Good stuff. Really appreciate the "How To" videos.
Actually a very important topic based on how many people mess this up: How To Properly Warm Up - YouTube
Good stuff. Really appreciate the "How To" videos.
Great video. I somehow can't help being impressed with the size of those gunz.
Really looking forward to the second part. I've never tried maxing out.
(I submitted a thread quite a few days ago, has it been lost in the warp, or maybe you just haven't gotten around to it yet?)
I answered some more today. Maybe got to it?? Yeah, a lot of questions get lost. I try to answer at least 2-3 per day, but sometimes there will be tons of new questions and I can't get to them all. So I get to what I can and occasionally some threads will go unanswered.
Can't believe anyone is doing 9 warmup sets.
My spreadsheet starts me off (after the bar) at 50% of the workset weight, then adds 20% of the difference until the workset weight.
[QUOTE=Kevin Lee;1558814]Andy needs to do some videos on how he built up those things.
My wife teases me about my flat biceps. I hate it.[/QUOT
Curls?
My arms have been the same size (within 1/4") for a year and in that time I've added about 50% to my curling strength, pressing and benching strength as well. Chins are the same (at only 3) bit I've added ~45lbs of body weight.

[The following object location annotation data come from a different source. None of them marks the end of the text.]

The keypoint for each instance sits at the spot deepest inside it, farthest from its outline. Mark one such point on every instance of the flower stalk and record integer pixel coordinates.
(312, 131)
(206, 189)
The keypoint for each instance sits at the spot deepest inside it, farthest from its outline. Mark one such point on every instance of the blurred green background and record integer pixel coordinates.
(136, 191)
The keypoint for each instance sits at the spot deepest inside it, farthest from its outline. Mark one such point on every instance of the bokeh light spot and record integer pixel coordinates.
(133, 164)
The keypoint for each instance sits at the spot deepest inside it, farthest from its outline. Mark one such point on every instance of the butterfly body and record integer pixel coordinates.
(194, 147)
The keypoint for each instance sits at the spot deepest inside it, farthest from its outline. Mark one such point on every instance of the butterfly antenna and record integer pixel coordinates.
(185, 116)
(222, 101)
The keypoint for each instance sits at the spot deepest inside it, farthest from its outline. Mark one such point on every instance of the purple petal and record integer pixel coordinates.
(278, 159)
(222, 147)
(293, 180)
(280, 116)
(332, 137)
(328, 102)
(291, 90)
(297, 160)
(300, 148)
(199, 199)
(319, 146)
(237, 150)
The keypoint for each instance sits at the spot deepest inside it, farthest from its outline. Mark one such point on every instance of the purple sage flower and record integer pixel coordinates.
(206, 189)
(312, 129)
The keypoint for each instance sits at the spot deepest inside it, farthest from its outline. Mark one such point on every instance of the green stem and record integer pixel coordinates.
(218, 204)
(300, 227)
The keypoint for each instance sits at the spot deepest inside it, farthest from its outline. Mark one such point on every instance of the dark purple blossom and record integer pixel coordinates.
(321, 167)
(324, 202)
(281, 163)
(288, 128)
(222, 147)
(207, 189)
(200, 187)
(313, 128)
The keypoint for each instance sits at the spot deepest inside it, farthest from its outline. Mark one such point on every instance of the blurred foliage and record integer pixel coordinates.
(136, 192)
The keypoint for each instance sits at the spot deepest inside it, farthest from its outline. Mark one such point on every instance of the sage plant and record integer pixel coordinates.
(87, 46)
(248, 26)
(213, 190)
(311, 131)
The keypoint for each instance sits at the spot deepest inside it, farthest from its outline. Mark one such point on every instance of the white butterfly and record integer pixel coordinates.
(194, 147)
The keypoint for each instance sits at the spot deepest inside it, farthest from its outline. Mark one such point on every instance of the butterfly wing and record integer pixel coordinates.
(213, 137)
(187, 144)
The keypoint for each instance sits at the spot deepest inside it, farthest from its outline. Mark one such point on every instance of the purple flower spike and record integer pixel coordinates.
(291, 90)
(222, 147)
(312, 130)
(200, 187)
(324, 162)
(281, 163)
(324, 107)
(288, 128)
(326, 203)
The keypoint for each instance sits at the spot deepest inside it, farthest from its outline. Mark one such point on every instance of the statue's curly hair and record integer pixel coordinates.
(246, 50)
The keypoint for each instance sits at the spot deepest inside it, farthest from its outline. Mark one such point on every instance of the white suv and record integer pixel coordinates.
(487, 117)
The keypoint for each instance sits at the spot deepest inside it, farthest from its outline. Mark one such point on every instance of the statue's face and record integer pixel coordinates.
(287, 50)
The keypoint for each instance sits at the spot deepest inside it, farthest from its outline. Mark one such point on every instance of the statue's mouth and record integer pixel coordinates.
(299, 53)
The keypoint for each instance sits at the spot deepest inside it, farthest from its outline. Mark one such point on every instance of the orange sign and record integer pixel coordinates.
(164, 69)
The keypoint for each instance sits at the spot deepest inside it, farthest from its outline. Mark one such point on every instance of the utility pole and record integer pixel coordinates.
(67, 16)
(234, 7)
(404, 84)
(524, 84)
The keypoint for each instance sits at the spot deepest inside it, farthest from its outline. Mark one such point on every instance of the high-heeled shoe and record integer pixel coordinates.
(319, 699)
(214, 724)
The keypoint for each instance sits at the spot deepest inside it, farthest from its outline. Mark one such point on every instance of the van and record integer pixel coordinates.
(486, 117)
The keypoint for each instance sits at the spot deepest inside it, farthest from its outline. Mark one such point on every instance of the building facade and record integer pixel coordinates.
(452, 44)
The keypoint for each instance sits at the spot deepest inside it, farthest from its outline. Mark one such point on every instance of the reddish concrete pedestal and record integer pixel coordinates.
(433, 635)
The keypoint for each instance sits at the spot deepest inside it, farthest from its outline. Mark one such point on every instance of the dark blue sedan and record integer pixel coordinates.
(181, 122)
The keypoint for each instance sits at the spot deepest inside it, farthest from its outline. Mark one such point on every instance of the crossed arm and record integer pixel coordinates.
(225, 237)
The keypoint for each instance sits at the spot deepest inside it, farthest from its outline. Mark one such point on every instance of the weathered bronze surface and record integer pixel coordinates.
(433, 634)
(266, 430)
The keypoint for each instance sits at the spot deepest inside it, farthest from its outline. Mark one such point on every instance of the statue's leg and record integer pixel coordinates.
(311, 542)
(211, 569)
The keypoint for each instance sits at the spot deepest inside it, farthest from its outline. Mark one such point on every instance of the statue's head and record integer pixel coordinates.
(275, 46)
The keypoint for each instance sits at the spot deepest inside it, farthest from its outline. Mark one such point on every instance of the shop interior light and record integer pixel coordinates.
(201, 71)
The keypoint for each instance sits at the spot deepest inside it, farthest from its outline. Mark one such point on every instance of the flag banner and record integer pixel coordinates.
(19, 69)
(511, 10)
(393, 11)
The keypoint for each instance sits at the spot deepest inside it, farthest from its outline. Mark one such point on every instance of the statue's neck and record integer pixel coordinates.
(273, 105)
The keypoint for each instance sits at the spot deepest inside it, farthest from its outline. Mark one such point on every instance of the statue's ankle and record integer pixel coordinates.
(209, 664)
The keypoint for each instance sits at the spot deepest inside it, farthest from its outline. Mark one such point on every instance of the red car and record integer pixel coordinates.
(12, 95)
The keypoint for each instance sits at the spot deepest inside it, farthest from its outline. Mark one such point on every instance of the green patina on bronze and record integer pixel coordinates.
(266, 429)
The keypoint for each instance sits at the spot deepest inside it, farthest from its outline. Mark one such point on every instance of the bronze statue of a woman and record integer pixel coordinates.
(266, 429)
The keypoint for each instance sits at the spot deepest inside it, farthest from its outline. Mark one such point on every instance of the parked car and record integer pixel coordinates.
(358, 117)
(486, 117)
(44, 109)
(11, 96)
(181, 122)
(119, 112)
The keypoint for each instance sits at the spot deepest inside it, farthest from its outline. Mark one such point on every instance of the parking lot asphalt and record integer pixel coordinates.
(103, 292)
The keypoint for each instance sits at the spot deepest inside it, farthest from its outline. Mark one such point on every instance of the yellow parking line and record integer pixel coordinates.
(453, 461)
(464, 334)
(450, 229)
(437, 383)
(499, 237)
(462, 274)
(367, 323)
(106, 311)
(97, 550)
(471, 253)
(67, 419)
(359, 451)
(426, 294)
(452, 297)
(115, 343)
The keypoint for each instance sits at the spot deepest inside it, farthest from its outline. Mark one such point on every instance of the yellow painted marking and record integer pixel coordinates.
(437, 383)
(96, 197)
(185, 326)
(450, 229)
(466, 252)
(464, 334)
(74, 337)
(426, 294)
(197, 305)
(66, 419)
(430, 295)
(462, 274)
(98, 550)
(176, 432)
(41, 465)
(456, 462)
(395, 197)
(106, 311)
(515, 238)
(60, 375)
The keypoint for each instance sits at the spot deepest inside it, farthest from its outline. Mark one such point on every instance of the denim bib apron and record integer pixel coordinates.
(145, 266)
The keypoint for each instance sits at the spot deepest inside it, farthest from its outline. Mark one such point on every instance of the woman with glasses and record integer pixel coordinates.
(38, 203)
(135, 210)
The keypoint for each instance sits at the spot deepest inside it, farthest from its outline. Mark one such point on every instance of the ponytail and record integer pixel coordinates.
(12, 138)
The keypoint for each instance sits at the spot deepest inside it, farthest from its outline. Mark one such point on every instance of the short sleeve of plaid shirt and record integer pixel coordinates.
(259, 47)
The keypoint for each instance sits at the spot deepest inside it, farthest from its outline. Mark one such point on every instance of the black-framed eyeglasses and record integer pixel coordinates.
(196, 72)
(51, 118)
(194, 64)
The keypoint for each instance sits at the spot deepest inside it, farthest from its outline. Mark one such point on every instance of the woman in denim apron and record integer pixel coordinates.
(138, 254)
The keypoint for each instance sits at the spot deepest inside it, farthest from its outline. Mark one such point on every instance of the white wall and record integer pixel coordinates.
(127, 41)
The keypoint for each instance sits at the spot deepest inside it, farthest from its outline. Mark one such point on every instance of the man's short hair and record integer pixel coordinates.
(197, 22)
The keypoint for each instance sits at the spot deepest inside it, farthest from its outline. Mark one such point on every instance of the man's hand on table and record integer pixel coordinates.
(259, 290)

I can do barbell curls, dumbbell curls, drop sets, cable curls, 21's and preacher curls all in the same workout and my biceps might be a little bit sore the next day.
Recently I started trying to simply LP my barbell curls. 3-5 sets of 5 reps. 2.5 lbs per week. Followed by 3 sets of dumbbell hammer/concentration/whatever curls. Then there's upper back day a few days later but no specific biceps work there.
Not sure what else to do. I've done curls 1x per week, 2x per week and up to 4x per week. Didn't seem to make a difference. I. Hoping now that a steady LP then maybe an 8-5-2 or some other progression will just help them get really strong and if they're stronger then it'll be easier to make them bigger.